A partir da divulgação da Indicação de Procedência, também os manufaturadores do couro acabado, sejam fabricantes de calçados, artefatos, vestuário, estofados ou outros produtos de couro, poderão também aderir ao programa e utilizar em seus produtos a identificação do couro. O consultor do Sebrae sublinha que “do ponto de vista do consumidor (tanto industrial quanto final) esta Indicação de Procedência será também uma garantia de qualidade, visto que os produtos e os processos produtivos passarão pelos controles estabelecidos no Regulamento Técnico do programa”.

 

Região produtora única no mundo

A delimitação geográfica partiu de estudo histórico desenvolvido pela pesquisadora Lígia Gomes Carneiro. Ficou evidenciado que o setor surgiu em função da combinação de uma série de fatores que não se repetiram em nenhum outro lugar ou época dentro de nosso país: o encontro de mão-de-obra especializada livre - dos imigrantes alemães chegados ao Rio Grande do Sul a partir de 1824 - com a demanda de mercado. O crescimento se deveu a condições históricas muito específicas, propiciadas pelas guerras do século XIX, que permitiram a formação de uma região geográfica caracterizada pela produção de couro. No século XX, teve essa especificidade reforçada pela entrada da indústria calçadista no segmento de exportação – o que levou a indústria dos curtumes, seu principal fornecedor de insumos, a passar por um processo de aperfeiçoamento, fracionamento das indústrias em função das fases da produção e, simultaneamente, reforço da concentração geográfica no que pode ser denominado de Vale do Sinos.

 

Porém, a historiadora destaca que na prática a área é maior. A área delimitada para esta indicação geográfica intitulada Vale do Sinos encontra-se dentro da zona que compreende o original município de São Leopoldo, berço da colonização alemã no Rio Grande do Sul, dos municípios dele desmembrados e do resultante processo de enxamagem identificado pela expansão das indústrias produtoras de couros.
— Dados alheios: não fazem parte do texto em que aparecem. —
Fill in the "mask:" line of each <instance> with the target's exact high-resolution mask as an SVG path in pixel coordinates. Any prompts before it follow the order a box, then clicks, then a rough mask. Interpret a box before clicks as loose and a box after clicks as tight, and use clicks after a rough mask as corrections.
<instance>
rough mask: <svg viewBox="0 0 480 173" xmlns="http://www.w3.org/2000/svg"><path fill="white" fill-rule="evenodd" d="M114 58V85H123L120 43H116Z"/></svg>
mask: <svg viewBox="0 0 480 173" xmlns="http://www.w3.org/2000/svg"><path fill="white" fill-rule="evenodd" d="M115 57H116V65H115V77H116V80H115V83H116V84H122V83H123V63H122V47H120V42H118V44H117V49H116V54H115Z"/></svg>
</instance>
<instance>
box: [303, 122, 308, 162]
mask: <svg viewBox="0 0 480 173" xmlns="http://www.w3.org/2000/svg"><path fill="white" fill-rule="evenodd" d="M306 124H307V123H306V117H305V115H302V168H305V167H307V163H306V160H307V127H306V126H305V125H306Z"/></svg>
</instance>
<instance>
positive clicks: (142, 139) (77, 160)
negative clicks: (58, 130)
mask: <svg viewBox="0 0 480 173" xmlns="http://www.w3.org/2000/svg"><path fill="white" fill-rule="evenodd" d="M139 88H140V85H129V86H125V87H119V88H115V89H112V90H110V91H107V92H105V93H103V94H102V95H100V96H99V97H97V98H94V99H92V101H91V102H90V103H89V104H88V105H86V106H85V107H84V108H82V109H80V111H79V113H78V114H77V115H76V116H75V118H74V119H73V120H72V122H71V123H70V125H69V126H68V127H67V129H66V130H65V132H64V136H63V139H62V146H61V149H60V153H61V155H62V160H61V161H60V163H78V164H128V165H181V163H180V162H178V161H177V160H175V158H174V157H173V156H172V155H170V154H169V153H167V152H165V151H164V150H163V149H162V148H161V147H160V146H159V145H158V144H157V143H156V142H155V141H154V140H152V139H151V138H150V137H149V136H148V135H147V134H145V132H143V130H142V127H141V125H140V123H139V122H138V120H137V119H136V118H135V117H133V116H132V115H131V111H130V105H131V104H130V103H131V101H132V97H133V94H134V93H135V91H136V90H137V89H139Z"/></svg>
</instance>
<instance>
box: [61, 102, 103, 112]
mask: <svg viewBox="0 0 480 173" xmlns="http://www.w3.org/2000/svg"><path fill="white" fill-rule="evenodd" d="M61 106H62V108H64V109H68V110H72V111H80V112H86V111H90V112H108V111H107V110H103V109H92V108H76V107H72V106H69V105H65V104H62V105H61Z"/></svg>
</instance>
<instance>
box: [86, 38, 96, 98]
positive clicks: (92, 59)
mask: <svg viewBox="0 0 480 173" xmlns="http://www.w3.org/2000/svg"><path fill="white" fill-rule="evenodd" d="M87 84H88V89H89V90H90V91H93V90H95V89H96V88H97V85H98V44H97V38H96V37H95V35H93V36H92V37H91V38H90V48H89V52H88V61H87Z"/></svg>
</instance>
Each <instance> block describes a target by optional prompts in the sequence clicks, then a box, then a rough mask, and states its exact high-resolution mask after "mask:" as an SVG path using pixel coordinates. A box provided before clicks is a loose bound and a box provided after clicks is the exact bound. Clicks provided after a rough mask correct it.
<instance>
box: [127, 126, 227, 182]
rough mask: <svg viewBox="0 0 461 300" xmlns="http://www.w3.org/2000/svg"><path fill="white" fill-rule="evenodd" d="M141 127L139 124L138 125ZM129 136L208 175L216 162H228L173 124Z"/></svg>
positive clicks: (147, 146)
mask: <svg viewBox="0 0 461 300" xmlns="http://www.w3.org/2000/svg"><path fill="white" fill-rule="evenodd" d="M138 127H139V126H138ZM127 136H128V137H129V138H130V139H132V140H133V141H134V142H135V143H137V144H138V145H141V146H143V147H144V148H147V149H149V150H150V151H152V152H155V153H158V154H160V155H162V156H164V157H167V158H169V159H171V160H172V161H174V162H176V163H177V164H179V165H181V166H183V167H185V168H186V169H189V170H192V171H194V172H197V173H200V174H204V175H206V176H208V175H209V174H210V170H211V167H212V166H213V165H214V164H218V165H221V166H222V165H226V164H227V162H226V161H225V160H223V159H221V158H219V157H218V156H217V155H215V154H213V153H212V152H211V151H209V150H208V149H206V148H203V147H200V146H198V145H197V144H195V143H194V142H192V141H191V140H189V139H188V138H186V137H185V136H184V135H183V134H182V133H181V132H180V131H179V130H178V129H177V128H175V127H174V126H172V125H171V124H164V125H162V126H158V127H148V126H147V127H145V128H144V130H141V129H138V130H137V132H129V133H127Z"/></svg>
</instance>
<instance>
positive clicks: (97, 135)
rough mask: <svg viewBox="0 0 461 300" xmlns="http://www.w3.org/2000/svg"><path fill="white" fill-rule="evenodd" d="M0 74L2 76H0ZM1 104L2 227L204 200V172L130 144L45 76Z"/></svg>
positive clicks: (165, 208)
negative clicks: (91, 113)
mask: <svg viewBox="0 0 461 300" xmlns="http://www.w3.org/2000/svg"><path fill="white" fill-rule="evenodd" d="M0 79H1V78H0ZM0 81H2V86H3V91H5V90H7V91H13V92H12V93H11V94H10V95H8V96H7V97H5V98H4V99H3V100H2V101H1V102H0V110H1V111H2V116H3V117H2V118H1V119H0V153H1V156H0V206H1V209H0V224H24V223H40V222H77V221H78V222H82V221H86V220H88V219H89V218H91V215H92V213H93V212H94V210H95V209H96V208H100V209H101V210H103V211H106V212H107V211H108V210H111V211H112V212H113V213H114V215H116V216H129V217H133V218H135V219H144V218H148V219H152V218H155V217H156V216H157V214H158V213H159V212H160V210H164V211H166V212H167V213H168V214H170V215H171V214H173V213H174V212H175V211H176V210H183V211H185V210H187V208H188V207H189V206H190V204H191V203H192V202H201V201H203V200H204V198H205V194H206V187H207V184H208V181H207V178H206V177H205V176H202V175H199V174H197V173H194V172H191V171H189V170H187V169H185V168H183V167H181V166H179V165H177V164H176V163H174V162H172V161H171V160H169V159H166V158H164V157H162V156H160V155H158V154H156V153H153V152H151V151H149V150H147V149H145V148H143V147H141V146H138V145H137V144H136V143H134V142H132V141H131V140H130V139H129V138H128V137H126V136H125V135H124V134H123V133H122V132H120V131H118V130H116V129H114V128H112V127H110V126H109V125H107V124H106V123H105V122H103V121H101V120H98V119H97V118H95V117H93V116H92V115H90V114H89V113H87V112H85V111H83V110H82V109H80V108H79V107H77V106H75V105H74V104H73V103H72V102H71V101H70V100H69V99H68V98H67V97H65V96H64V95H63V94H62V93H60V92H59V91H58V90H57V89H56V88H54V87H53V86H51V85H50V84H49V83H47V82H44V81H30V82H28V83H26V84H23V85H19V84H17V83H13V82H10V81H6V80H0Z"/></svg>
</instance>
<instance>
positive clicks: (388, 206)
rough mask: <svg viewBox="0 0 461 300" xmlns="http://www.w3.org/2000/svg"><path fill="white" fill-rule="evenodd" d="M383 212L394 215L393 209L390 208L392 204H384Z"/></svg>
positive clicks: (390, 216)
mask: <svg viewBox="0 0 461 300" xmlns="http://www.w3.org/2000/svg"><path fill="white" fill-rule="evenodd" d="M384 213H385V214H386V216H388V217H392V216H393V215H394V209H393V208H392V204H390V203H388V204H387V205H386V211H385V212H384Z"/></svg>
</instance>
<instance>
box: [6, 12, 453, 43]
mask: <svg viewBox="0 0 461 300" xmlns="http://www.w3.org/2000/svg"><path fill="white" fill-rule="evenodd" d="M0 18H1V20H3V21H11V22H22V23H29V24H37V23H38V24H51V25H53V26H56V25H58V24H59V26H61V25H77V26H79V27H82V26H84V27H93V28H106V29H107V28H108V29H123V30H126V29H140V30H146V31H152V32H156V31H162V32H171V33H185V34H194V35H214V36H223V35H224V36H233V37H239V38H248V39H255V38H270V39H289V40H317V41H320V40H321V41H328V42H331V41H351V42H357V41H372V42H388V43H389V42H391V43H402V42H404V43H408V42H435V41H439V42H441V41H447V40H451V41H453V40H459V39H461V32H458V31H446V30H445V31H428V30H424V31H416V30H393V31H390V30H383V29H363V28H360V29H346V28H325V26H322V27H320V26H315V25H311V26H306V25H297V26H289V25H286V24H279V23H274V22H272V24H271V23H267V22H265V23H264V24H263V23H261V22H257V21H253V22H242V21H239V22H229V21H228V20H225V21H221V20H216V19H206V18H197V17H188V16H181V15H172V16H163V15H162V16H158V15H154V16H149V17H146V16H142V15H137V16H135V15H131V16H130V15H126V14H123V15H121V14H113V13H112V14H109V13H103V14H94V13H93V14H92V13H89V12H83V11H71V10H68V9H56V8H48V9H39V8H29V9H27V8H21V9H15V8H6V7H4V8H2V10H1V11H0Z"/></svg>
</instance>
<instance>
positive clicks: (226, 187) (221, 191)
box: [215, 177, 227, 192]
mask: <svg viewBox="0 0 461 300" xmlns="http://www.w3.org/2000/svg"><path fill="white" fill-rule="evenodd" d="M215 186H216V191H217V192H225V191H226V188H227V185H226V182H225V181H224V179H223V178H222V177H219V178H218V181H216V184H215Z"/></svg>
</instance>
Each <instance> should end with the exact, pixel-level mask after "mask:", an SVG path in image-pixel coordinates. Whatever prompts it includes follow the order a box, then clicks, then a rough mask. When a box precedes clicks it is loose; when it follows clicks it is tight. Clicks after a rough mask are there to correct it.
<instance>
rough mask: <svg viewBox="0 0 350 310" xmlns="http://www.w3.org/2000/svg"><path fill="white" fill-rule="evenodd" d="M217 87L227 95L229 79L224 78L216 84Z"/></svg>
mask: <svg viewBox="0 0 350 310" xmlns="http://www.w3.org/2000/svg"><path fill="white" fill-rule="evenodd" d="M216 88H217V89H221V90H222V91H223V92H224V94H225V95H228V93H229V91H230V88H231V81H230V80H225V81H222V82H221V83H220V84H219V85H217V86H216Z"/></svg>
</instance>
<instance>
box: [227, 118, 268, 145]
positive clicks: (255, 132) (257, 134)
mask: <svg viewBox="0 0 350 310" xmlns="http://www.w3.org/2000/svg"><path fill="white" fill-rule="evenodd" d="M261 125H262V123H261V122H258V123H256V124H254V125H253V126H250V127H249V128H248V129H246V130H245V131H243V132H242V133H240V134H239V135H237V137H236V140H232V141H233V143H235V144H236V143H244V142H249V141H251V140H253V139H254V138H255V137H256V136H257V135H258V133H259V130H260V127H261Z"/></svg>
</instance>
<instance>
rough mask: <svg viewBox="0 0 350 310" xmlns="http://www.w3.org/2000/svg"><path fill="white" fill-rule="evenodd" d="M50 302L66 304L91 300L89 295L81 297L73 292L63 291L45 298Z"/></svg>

Por este processo, passou a abranger também os municípios dos vales do Paranhana e Caí.

 

Diferencial de moda e design

Beanor Dourado Premaor, diretor do projeto de Indicação Geográfica,

Enfatiza que “as nossas empresas buscam matéria-prima em diferentes regiões brasileiras, mas não é aí que está o diferencial de nossos produtos. O esforço  da indústria acabadora local  é marcante  no que se refere  à adequação dos couros   apresentados para o beneficiamento final  e a qualidade exigida pelos manufaturadores”. Neste contexto, observa, “a moda e o design dos calçados e artefatos, bem como o uso final a que se destinam estes produtos, são aspectos essenciais nas características  apresentadas pelo couro desenvolvido no Vale do Sinos.                                                                                                      

 

O couro produzido nesta região compete internacionalmente com os melhores do mundo. A convicção desta qualidade foi decisiva para a busca do certificado de procedência, explica o empresário, acrescentando que esta conquista ratificará a capacidade tecnológica e criativa de nossas empresas. Beanor acrescenta que estas empresas acabadoras de couro estão se integrando cada vez mais com os setores de moda. O objetivo é o reconhecimento de que aqui existe um pólo capacitado para ser lançador de novas tendências de consumo de couro.

 

Uma vez  reconhecidos, os produtos industrializados nessa região, além de terem passado por rigorosa avaliação de atendimento a requisitos de qualidade inclusive no processo de produção, terão uma marca de garantia de qualidade  quanto ao uso e procedência, com a responsabilidade histórica, social e ambiental de quem os produz. O atendimento a estes requisitos, ressalta Beanor, deverá gerar maior valor no mercado interno e conquista de espaço no mercado internacional.

 

Hoje, o projeto tem a participação de seis empresas. Porém, outras empresas da região de abrangência do projeto poderão aderir no futuro, desde que atendam a todos os critérios a serem estabelecidos.